Glycemic Load

Glycemic Index Limits

The glycemic index of a food is a difficult parameter to establish, as it is influenced by many factors, we see the main ones:

  • technological manipulation of food: the more an industrial product is processed and the greater its glycemic index.
    For example, the various pasta shapes have different glycemic indexes.
  • Cooking mode and degree: the glycemic index of the food increases with time and cooking temperature; for this reason it is greater in heated foods than in fresh ones.
  • Variety and degree of ripeness: the glycemic index of fruit and vegetables increases with the maturation of the vegetable; this parameter is also influenced by the geographical area of ​​production and the respective characteristics of the climate and the cultivation soil.
  • Amount of fats, proteins and fiber present in the food: by increasing digestion times, these food substances negatively modulate the insulin response.

Furthermore, it should be borne in mind that the glycemic index is, in certain aspects, a misleading parameter, in fact:

despite having the same glycemic index, apricots are not like spaghetti!

This somewhat provocative phrase serves to introduce an extremely important concept. In fact, although the glycemic index is the same, to increase the blood sugar level by a similar value it is necessary to introduce a quantity of apricots seven times higher than that of spaghetti. In fact, in apricots, the percentage of carbohydrates is particularly low, especially when compared to that contained in pasta.

It's still:

30 grams of pasta (IG = 60) determine a higher insulin release compared to 10 grams of glucose (IG = 100).

Therefore, basing one's food choices on the glycemic index alone makes no sense.

What is Glycemic Load

For this reason it is very important to consider a parameter, called glycemic load (CG), which also takes into account the quantity of carbohydrates present in the food. This criterion is expressed by the following formula:

GLYCEMIC LOAD = (Glycemic Index xg carbohydrates) / 100

Between the glycemic index and the glycemic load there is a relationship analogous to that between the specific weight and the weight of a material.

Let's look at an example: the specific weight of iron is without a shadow of doubt higher than that of cotto. Despite this, the impact on the foot of a brick fallen from above is less painful than that caused by a bolt that hits the foot falling from the same height.

Food tips

Even if there are limits, the evaluation of the index and glycemic load of food can be useful in various cases:

a diabetic, in fact, must favor low GI foods, in order to avoid excessive increases in blood glucose concentration.

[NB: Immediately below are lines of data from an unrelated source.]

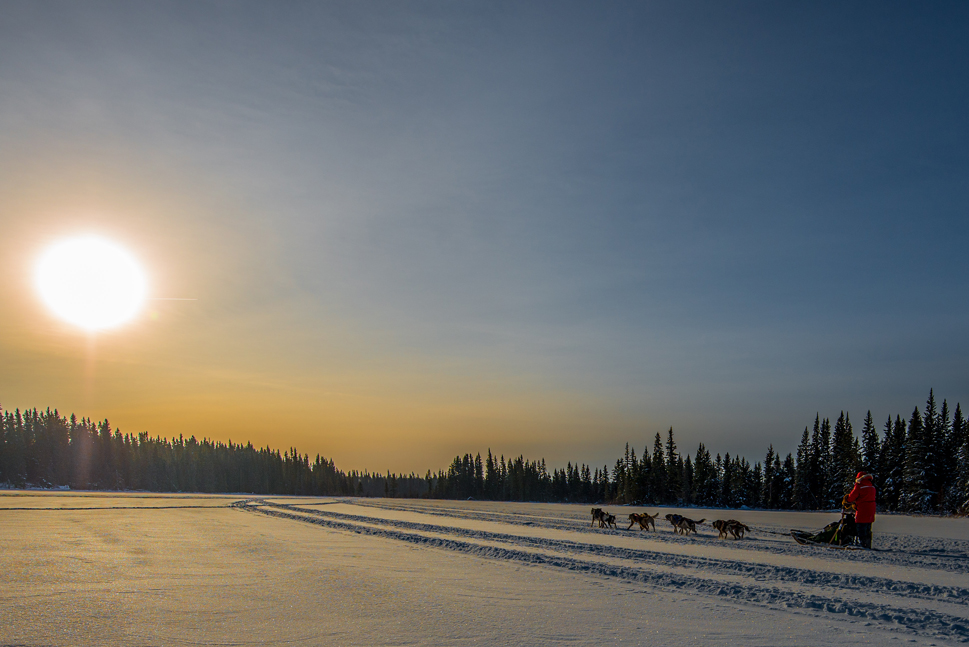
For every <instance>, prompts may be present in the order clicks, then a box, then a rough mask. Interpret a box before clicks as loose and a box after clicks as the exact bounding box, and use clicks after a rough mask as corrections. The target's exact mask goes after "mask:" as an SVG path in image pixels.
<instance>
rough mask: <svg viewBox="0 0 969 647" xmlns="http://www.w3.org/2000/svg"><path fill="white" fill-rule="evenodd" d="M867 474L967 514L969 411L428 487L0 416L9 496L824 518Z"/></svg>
mask: <svg viewBox="0 0 969 647" xmlns="http://www.w3.org/2000/svg"><path fill="white" fill-rule="evenodd" d="M859 470H865V471H867V472H870V473H871V474H872V475H873V476H874V481H875V486H876V487H877V488H878V505H879V509H880V510H888V511H899V512H910V513H911V512H914V513H934V514H952V513H956V514H966V513H967V511H969V429H967V422H966V420H965V418H964V417H963V413H962V409H961V407H960V406H959V405H958V404H957V405H956V407H955V411H954V412H950V411H949V406H948V403H947V402H946V401H945V400H943V401H942V404H941V406H940V405H938V404H937V403H936V400H935V395H934V393H933V392H932V391H929V397H928V399H927V401H926V403H925V406H924V407H923V408H921V409H920V408H919V407H918V406H916V407H915V409H914V410H913V411H912V413H911V415H909V416H906V417H903V416H902V415H901V414H898V415H896V416H894V418H893V417H892V416H889V417H888V419H887V420H886V421H885V423H884V424H883V425H881V427H880V429H879V426H878V425H876V423H875V421H874V420H873V419H872V416H871V412H870V411H869V412H868V415H867V416H865V419H864V421H863V422H862V428H861V433H860V435H858V434H856V433H855V431H854V428H853V426H852V423H851V420H850V417H849V415H848V414H847V413H844V412H842V413H841V415H840V416H839V417H838V419H837V420H836V421H835V422H834V424H833V425H832V423H831V420H830V419H828V418H821V417H820V416H817V417H816V418H815V420H814V424H813V426H809V427H805V428H804V432H803V434H802V435H801V440H800V443H799V444H798V446H797V453H796V455H792V454H788V455H787V456H785V457H781V456H780V455H779V454H778V453H777V452H775V451H774V447H773V445H770V446H769V447H768V448H767V452H766V455H765V456H764V459H763V461H755V462H754V463H751V462H750V461H748V460H747V459H746V458H744V457H741V456H736V455H735V456H731V455H730V454H729V453H727V454H724V455H720V454H719V453H718V454H717V455H716V456H713V455H712V454H711V452H710V451H709V450H708V449H707V447H706V446H705V445H704V444H703V443H700V444H699V447H697V449H696V451H695V452H694V453H693V454H692V455H690V454H689V453H686V454H683V453H681V452H680V451H679V449H678V447H677V445H676V440H675V438H674V435H673V429H672V428H670V429H669V431H667V433H666V434H665V438H664V437H663V435H661V434H659V433H657V434H656V437H655V438H654V440H653V445H652V448H650V447H648V446H647V447H645V448H644V449H643V450H642V453H641V454H640V455H639V456H637V454H636V450H635V448H631V447H630V446H629V445H628V444H627V445H626V448H625V452H624V453H623V455H622V456H621V457H619V458H618V459H617V460H616V462H615V464H613V465H612V467H611V468H610V467H609V466H608V465H603V466H602V467H591V466H589V465H586V464H581V465H580V464H578V463H576V464H573V463H569V464H568V465H566V466H565V467H564V468H553V469H552V470H551V471H549V470H548V468H547V467H546V465H545V460H544V459H541V460H528V459H525V458H524V457H523V456H518V457H517V458H509V459H507V460H506V459H505V457H504V456H500V457H496V456H493V455H492V454H491V451H490V450H489V451H488V452H487V456H486V457H485V458H484V459H482V457H481V455H480V453H478V454H475V455H473V456H472V455H471V454H465V455H464V456H458V457H455V459H454V460H453V461H452V463H451V465H450V466H449V467H448V468H447V469H446V470H439V471H438V472H437V473H436V474H435V473H432V472H431V471H428V472H427V473H426V474H425V475H424V476H420V475H417V474H414V473H411V474H407V475H405V474H391V473H386V474H380V473H370V472H366V471H365V472H357V471H350V472H344V471H342V470H340V469H338V468H337V466H336V465H335V464H334V462H333V460H332V459H329V460H328V459H326V458H324V457H322V456H319V455H317V456H316V458H315V459H311V458H310V457H309V456H308V455H305V454H300V453H299V452H298V451H297V450H296V449H295V448H289V449H287V450H285V451H283V452H282V453H280V451H279V450H278V449H273V448H271V447H264V448H257V447H254V446H253V445H252V444H251V443H247V444H245V445H243V444H236V443H233V442H231V441H230V442H228V443H223V442H216V441H213V440H208V439H202V440H197V439H196V438H195V437H194V436H192V437H190V438H188V439H186V438H184V437H182V436H179V437H178V438H171V439H166V438H161V437H158V436H156V437H151V436H149V435H148V433H147V432H143V433H139V434H137V435H133V434H123V433H122V432H121V431H120V430H118V429H112V427H111V425H110V424H109V422H108V421H107V420H103V421H100V422H94V421H92V420H90V419H84V418H82V419H78V418H76V417H75V416H73V415H72V416H70V417H69V418H68V417H64V416H61V415H60V414H59V413H58V412H57V411H56V410H55V411H51V410H50V409H48V410H46V411H43V412H41V411H37V410H36V409H34V410H28V411H20V410H16V411H3V410H2V409H0V484H4V485H6V486H7V487H27V486H31V487H47V488H64V487H69V488H71V489H85V490H146V491H153V492H210V493H217V492H246V493H254V494H293V495H315V496H321V495H354V496H387V497H406V498H417V497H427V498H441V499H467V498H474V499H485V500H497V501H546V502H572V503H614V504H639V505H647V504H653V505H679V506H709V507H730V508H740V507H744V506H746V507H748V508H764V509H779V510H781V509H794V510H821V509H831V508H836V507H837V506H838V505H839V502H840V501H841V498H842V496H844V494H845V493H846V492H848V491H849V490H850V489H851V486H852V484H853V481H854V477H855V473H856V472H858V471H859Z"/></svg>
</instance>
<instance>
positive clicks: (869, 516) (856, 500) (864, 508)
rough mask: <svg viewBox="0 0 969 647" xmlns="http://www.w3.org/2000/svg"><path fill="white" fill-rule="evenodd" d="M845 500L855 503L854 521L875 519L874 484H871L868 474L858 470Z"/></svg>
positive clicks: (859, 521)
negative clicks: (850, 488) (872, 484)
mask: <svg viewBox="0 0 969 647" xmlns="http://www.w3.org/2000/svg"><path fill="white" fill-rule="evenodd" d="M847 500H848V502H849V503H854V504H855V508H856V510H857V511H856V512H855V523H871V522H873V521H874V520H875V486H874V485H872V484H871V475H870V474H865V473H864V472H858V476H857V477H856V478H855V487H854V488H853V489H852V490H851V492H849V493H848V496H847Z"/></svg>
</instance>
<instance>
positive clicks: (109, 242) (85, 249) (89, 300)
mask: <svg viewBox="0 0 969 647" xmlns="http://www.w3.org/2000/svg"><path fill="white" fill-rule="evenodd" d="M35 280H36V286H37V291H38V292H39V293H40V298H41V300H43V302H44V303H45V304H46V305H47V307H48V308H50V309H51V311H52V312H53V313H54V314H55V315H57V316H58V317H60V318H61V319H64V320H65V321H67V322H70V323H72V324H74V325H76V326H80V327H81V328H84V329H86V330H89V331H96V330H105V329H109V328H116V327H118V326H120V325H121V324H123V323H125V322H127V321H130V320H131V319H132V318H133V317H134V316H135V315H136V314H138V312H139V310H141V308H142V306H143V305H144V303H145V299H146V297H147V294H148V279H147V277H146V276H145V272H144V270H143V269H142V268H141V265H139V263H138V261H137V260H136V259H135V257H134V256H133V255H132V254H131V253H130V252H128V251H127V250H125V249H124V248H123V247H121V246H119V245H117V244H115V243H113V242H111V241H110V240H107V239H105V238H101V237H99V236H81V237H78V238H70V239H67V240H62V241H60V242H57V243H54V244H53V245H51V246H50V247H48V248H47V249H46V250H45V251H44V253H43V254H41V256H40V259H39V260H38V262H37V268H36V274H35Z"/></svg>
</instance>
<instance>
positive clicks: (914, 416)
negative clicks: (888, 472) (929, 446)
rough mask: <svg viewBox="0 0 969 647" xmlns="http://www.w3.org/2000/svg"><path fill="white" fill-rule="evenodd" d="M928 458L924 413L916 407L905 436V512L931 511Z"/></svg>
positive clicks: (903, 498) (904, 495)
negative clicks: (926, 467)
mask: <svg viewBox="0 0 969 647" xmlns="http://www.w3.org/2000/svg"><path fill="white" fill-rule="evenodd" d="M926 458H927V452H926V448H925V428H924V426H923V423H922V414H921V413H920V412H919V408H918V407H915V411H913V412H912V417H911V418H910V419H909V422H908V434H907V435H906V436H905V472H904V479H903V483H902V496H901V501H900V508H901V509H902V510H904V511H905V512H928V511H929V508H930V505H931V499H932V492H931V490H929V488H928V474H927V473H926Z"/></svg>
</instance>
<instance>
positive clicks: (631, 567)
mask: <svg viewBox="0 0 969 647" xmlns="http://www.w3.org/2000/svg"><path fill="white" fill-rule="evenodd" d="M233 505H234V506H235V507H238V508H240V509H243V510H247V511H250V512H256V513H260V514H264V515H269V516H273V517H278V518H285V519H292V520H295V521H300V522H303V523H312V524H316V525H320V526H324V527H327V528H332V529H335V530H342V531H349V532H354V533H360V534H365V535H370V536H376V537H383V538H387V539H392V540H396V541H403V542H407V543H410V544H415V545H420V546H423V547H428V548H438V549H446V550H450V551H454V552H460V553H464V554H468V555H472V556H475V557H481V558H486V559H494V560H502V561H509V562H518V563H524V564H529V565H534V566H545V567H553V568H560V569H566V570H569V571H574V572H581V573H585V574H589V575H595V576H599V577H607V578H614V579H619V580H623V581H628V582H635V583H638V584H643V585H647V586H650V587H655V588H658V589H662V590H667V591H675V592H679V593H689V594H693V595H701V596H711V597H715V598H718V599H722V600H727V601H731V602H739V603H745V604H754V605H758V606H764V607H769V608H773V609H777V608H782V609H786V610H788V611H791V612H794V613H806V614H810V615H816V616H823V615H825V614H841V615H844V616H849V617H851V618H853V619H856V620H867V621H868V622H870V623H871V624H872V625H875V626H878V627H881V628H883V629H889V630H896V631H902V632H904V633H905V634H907V635H913V634H914V635H917V636H920V637H925V638H928V637H932V638H936V639H942V640H948V641H956V642H969V588H964V587H957V586H940V585H931V584H921V583H917V582H908V581H903V580H894V579H888V578H885V577H874V576H866V575H860V574H846V573H839V572H832V571H826V570H823V569H816V570H815V569H809V568H799V567H794V566H777V565H772V564H763V563H755V562H751V561H746V560H744V561H741V560H730V559H717V558H710V557H696V556H690V555H680V554H673V553H669V552H662V551H658V550H651V549H650V547H646V546H644V548H643V549H635V548H624V547H618V546H612V545H608V544H600V543H594V542H586V541H568V540H560V539H548V538H540V537H531V536H527V535H522V534H516V533H515V532H514V525H520V526H530V527H534V526H536V525H538V526H542V527H546V528H552V529H555V530H558V527H557V526H559V525H560V523H558V522H556V520H553V519H545V518H541V517H532V518H530V519H531V521H530V522H526V523H522V522H521V520H520V519H519V523H517V524H513V526H512V528H510V529H509V531H508V532H500V531H495V530H476V529H468V528H461V527H455V526H452V525H447V524H446V523H445V522H444V521H445V520H446V518H447V517H448V516H449V515H447V514H439V515H438V516H439V517H444V518H445V519H443V520H442V523H441V524H436V523H416V522H412V521H403V520H395V519H386V518H378V517H372V516H367V515H366V514H360V515H354V514H344V513H339V512H335V511H329V510H325V509H318V508H306V507H301V506H300V505H297V504H283V503H278V502H271V501H267V500H262V499H247V500H244V501H238V502H236V503H235V504H233ZM402 507H403V506H402ZM385 509H389V510H393V509H394V508H389V507H388V508H385ZM408 512H409V511H408ZM422 512H423V511H422ZM454 516H455V517H458V518H460V519H467V518H469V517H467V516H464V515H454ZM482 516H493V515H482ZM501 516H504V517H508V516H514V515H501ZM490 521H492V519H489V522H490ZM494 521H497V522H500V523H507V519H501V518H499V519H494ZM548 522H552V523H548ZM553 523H554V525H553ZM568 530H570V531H575V530H576V526H575V522H574V521H573V522H572V525H571V526H570V527H569V528H568ZM626 536H628V535H626ZM579 537H580V538H581V539H585V537H584V536H582V535H580V536H579ZM758 548H759V547H758ZM892 561H893V564H894V561H895V560H892ZM909 566H910V567H911V566H915V565H914V564H909Z"/></svg>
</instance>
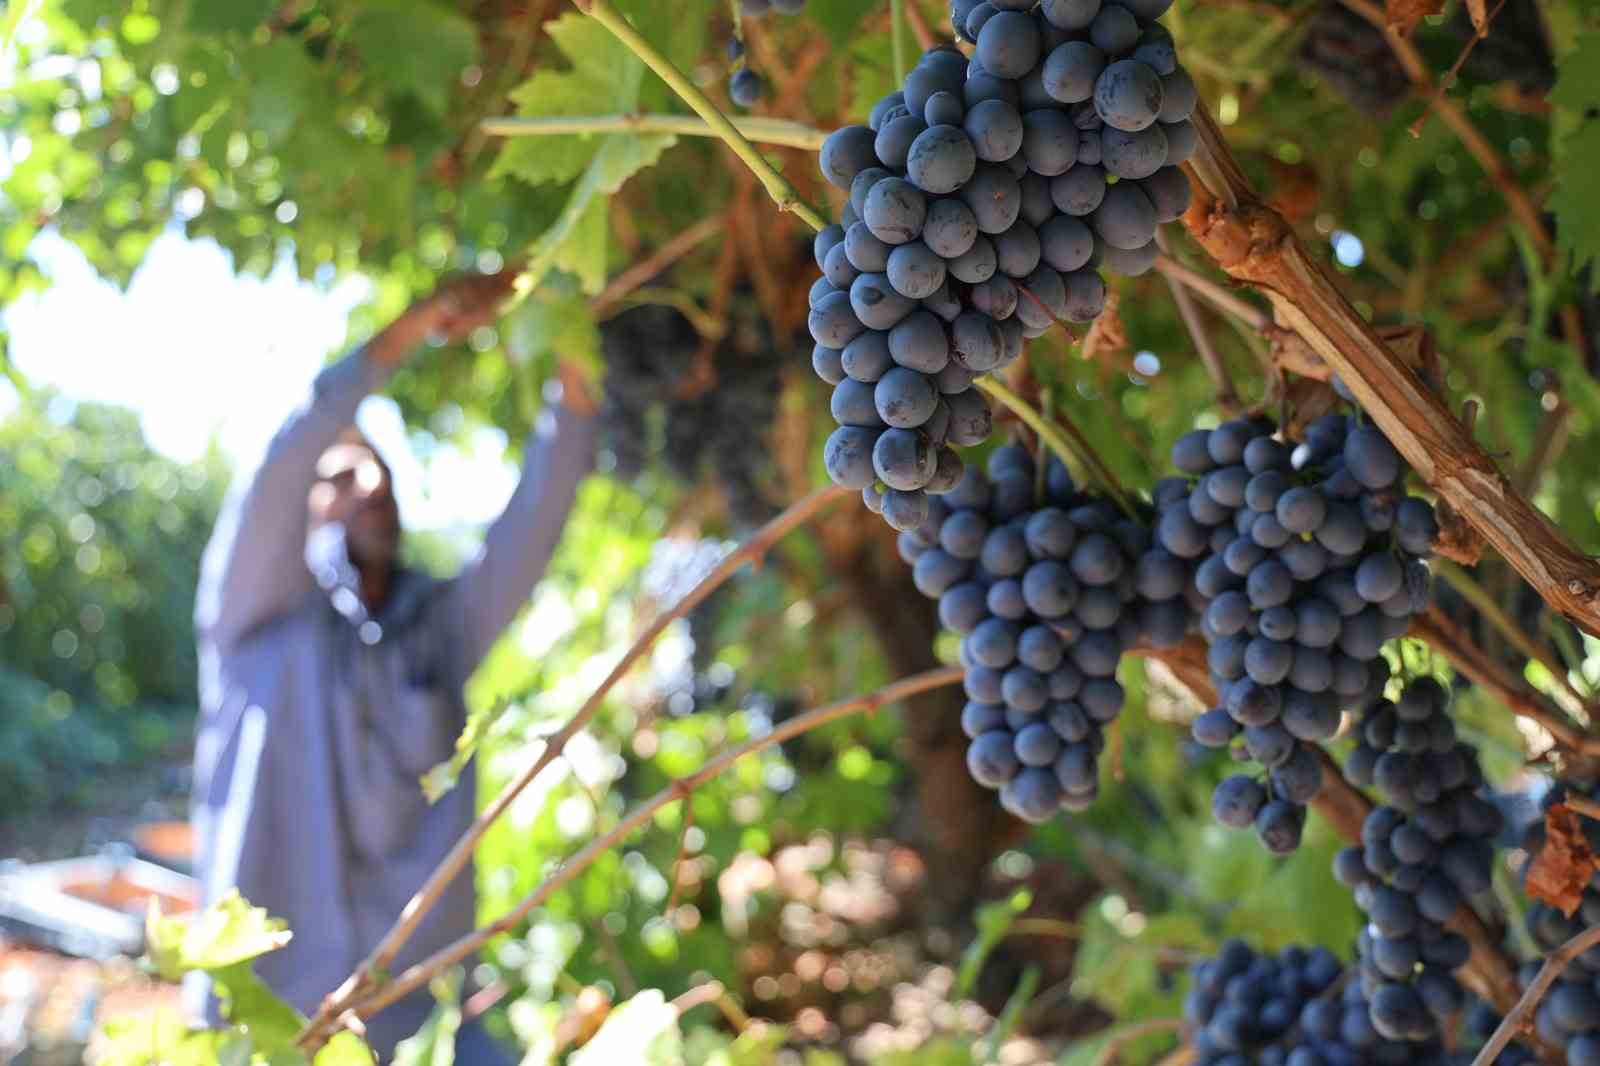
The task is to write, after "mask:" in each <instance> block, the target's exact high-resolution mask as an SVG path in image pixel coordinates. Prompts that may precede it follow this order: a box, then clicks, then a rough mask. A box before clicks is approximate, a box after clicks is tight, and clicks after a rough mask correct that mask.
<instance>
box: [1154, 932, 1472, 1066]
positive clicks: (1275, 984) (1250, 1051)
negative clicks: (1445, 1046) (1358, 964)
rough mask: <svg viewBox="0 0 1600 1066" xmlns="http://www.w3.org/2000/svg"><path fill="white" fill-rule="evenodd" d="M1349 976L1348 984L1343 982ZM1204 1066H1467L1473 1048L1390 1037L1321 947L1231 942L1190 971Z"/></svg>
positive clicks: (1336, 963) (1190, 1025)
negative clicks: (1470, 1053)
mask: <svg viewBox="0 0 1600 1066" xmlns="http://www.w3.org/2000/svg"><path fill="white" fill-rule="evenodd" d="M1341 981H1342V984H1341ZM1184 1021H1186V1023H1187V1024H1189V1028H1190V1034H1192V1036H1190V1042H1192V1045H1194V1048H1195V1053H1197V1058H1195V1063H1197V1066H1389V1064H1392V1066H1467V1064H1469V1063H1470V1061H1472V1055H1469V1053H1461V1052H1458V1053H1450V1052H1445V1048H1443V1047H1442V1045H1440V1042H1438V1040H1437V1039H1434V1040H1427V1042H1413V1040H1395V1039H1390V1037H1386V1036H1384V1034H1382V1032H1379V1031H1378V1029H1376V1028H1374V1026H1373V1023H1371V1004H1370V1002H1368V997H1366V992H1365V991H1363V988H1362V983H1360V981H1355V980H1349V975H1347V973H1344V972H1342V968H1341V965H1339V962H1338V959H1334V957H1333V956H1331V954H1330V952H1328V951H1325V949H1322V948H1301V946H1298V944H1291V946H1288V948H1285V949H1283V951H1280V952H1278V954H1277V956H1267V954H1256V952H1254V951H1251V949H1250V948H1248V946H1246V944H1245V943H1242V941H1238V940H1230V941H1226V943H1224V944H1222V948H1221V949H1219V951H1218V954H1216V957H1214V959H1205V960H1202V962H1198V964H1195V965H1194V968H1192V970H1190V986H1189V994H1187V997H1186V999H1184Z"/></svg>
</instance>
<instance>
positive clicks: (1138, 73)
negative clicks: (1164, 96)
mask: <svg viewBox="0 0 1600 1066" xmlns="http://www.w3.org/2000/svg"><path fill="white" fill-rule="evenodd" d="M1107 10H1112V8H1107ZM1106 51H1110V50H1106ZM1162 93H1163V88H1162V78H1160V75H1158V74H1157V72H1155V70H1152V69H1150V67H1147V66H1144V64H1142V62H1139V61H1138V59H1118V61H1117V62H1114V64H1110V66H1109V67H1106V70H1104V72H1101V75H1099V78H1096V82H1094V112H1096V114H1098V115H1099V117H1101V120H1102V122H1104V123H1106V125H1107V126H1112V128H1114V130H1122V131H1125V133H1138V131H1139V130H1147V128H1149V126H1152V125H1155V122H1157V118H1158V117H1160V114H1162V99H1163V96H1162Z"/></svg>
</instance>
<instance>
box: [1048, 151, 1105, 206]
mask: <svg viewBox="0 0 1600 1066" xmlns="http://www.w3.org/2000/svg"><path fill="white" fill-rule="evenodd" d="M1050 200H1051V202H1053V203H1054V205H1056V206H1058V208H1059V210H1061V211H1064V213H1066V214H1074V216H1080V218H1082V216H1085V214H1093V213H1094V210H1096V208H1099V205H1101V203H1102V202H1104V200H1106V174H1104V171H1101V170H1099V168H1098V166H1088V165H1085V162H1083V158H1082V157H1080V158H1078V163H1077V165H1075V166H1074V168H1072V170H1069V171H1067V173H1064V174H1058V176H1056V178H1051V179H1050Z"/></svg>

However, in order for the desired effect to occur, it is also important to contain the overall glycemic load of the meal.

Consuming low-index foods and glycemic load is also important for controlling hunger, appetite and body weight. In fact, when an excess of foods with a high glycemic index is introduced, the massive insulin response causes a rapid passage of glucose from the blood to the tissues. Thus a transient hypoglycemia is established which, picked up by the hypothalamic center of hunger, pushes the individual in search of food, with the aim of bringing the glycemic values ​​back to normal. Thus we enter a very dangerous vicious circle, which favors the increase in body weight, with extremely negative psychophysical repercussions.

After physical exercise, high and medium glycemic index foods are preferable, since this promotes insulin secretion. In such situations this hormone has particularly important functions, since it promotes recovery, restoring glycogen stores and favoring the entry of various nutrients (glucose, amino acids and fatty acids) into the cells.